Grower Alliance has handled Romas through McAllen for four seasons. Volume there has increased each year.
Quintero, who is 33 years old, launched Grower Alliance seven years ago with his partner, 34-year-old Luis Caballero. The pair worked together for four years at SunFed before embarking on their shared dream of owning their own company. “We saw the opportunity and took it. Thank goodness we were able to do so much in so little time,” Quintero said.
Grower Alliance anticipates shipping four million packages this season. “We are here to stay. We have established ourselves,” Quintero said.
The Romas, European cucumbers and an expanding colored bell pepper program all come from greenhouses.
Caballero runs Grower Alliance’s honeydew program.

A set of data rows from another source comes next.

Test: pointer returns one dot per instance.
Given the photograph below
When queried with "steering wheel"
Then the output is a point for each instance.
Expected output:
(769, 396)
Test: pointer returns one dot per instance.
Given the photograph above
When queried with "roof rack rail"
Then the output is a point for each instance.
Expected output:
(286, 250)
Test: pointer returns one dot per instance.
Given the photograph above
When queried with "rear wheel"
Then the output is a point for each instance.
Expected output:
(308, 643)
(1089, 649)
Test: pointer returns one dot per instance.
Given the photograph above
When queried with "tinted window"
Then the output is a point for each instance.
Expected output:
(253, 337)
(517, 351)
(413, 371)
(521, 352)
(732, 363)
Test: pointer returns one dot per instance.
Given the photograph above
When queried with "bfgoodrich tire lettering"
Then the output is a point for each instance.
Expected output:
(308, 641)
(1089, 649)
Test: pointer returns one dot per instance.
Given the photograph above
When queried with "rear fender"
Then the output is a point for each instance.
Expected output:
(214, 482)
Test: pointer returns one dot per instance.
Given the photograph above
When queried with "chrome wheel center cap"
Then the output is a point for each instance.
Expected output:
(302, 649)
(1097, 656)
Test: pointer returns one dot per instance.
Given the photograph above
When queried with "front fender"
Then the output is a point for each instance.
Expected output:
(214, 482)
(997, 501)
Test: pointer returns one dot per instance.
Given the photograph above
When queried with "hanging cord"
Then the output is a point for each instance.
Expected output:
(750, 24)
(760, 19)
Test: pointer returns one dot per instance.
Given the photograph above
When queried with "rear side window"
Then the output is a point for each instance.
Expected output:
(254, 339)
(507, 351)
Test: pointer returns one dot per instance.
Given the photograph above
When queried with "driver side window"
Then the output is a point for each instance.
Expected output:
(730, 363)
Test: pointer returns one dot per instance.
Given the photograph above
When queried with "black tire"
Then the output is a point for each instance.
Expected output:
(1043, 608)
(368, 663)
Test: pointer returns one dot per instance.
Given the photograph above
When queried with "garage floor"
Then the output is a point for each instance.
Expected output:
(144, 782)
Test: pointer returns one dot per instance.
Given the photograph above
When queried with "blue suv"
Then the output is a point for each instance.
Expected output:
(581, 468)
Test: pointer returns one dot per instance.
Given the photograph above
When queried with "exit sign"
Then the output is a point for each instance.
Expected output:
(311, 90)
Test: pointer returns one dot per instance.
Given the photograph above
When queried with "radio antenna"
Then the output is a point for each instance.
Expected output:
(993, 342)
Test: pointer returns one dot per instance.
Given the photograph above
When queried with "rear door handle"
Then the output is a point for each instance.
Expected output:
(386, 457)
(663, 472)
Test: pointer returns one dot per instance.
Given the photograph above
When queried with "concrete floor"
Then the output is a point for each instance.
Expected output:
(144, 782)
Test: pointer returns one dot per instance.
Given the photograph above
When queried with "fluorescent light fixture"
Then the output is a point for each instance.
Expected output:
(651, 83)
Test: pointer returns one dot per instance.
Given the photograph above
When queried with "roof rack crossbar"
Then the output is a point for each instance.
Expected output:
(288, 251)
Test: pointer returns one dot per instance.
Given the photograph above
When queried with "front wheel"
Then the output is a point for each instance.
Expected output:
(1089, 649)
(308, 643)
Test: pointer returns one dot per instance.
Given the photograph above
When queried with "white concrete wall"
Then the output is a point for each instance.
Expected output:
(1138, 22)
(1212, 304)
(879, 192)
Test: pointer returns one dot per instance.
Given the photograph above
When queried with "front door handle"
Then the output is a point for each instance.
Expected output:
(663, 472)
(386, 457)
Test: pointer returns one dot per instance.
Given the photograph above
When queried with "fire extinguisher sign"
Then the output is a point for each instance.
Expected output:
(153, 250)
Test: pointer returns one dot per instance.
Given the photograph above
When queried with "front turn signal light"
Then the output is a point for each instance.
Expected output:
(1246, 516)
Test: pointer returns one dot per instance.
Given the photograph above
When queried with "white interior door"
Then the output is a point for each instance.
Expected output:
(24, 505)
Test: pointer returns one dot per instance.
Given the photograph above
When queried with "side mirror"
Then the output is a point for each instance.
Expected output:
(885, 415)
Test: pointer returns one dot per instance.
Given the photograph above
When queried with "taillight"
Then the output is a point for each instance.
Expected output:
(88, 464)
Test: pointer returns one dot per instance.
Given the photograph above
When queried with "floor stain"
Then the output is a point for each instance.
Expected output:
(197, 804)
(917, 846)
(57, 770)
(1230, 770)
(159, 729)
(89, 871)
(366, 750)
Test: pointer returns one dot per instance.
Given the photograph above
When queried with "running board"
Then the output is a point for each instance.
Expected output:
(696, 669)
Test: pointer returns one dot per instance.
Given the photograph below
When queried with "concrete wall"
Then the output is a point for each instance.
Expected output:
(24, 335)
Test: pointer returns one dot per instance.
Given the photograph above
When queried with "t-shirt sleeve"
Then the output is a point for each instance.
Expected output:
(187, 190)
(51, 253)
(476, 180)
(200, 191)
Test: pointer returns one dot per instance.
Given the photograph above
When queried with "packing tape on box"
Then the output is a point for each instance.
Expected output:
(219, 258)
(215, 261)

Between mid-April and mid-June this year, the firm will ship 350,000 honeydews under the “Dolores” label. The firm also ships watermelons from late March until around July 4.
Beyond the aforementioned items, this spring Grower Alliance is shipping green beans and squash.
When Quintero was born, his father worked in the Salinas, CA, produce business. The family moved to Nogales when George Quintero was preparing to enter college. He applied to the University of Arizona. At the last moment he learned that his enrollment paperwork had been lost. Luckily, an adviser told him he would qualify at the University of Southern California, where he eventually graduated in economics and business. “I loved it there,” he reminisced.
His father helped him get a starting job at SunFed. A year after Grower Alliance was formed the young owners invited the elder Quintero to become a partner in the new company. The father accepted.
Quintero said part of the reason he settled in the Nogales area is he has a brother who is 18 years his junior. He wanted the chance to get to know his little brother.
In his spare time, Quintero, the father of two, has been a Little League baseball coach.
Quintero enjoys the atmosphere of the Rio Rico-Nogales area.
There are many produce firms that are engaged in “friendly competition,” he said. “We talk. We know what they’re doing and they know what we’re doing. Most of these guys you see in town. If you had problems with people here, you would burn bridges,” Quintero said.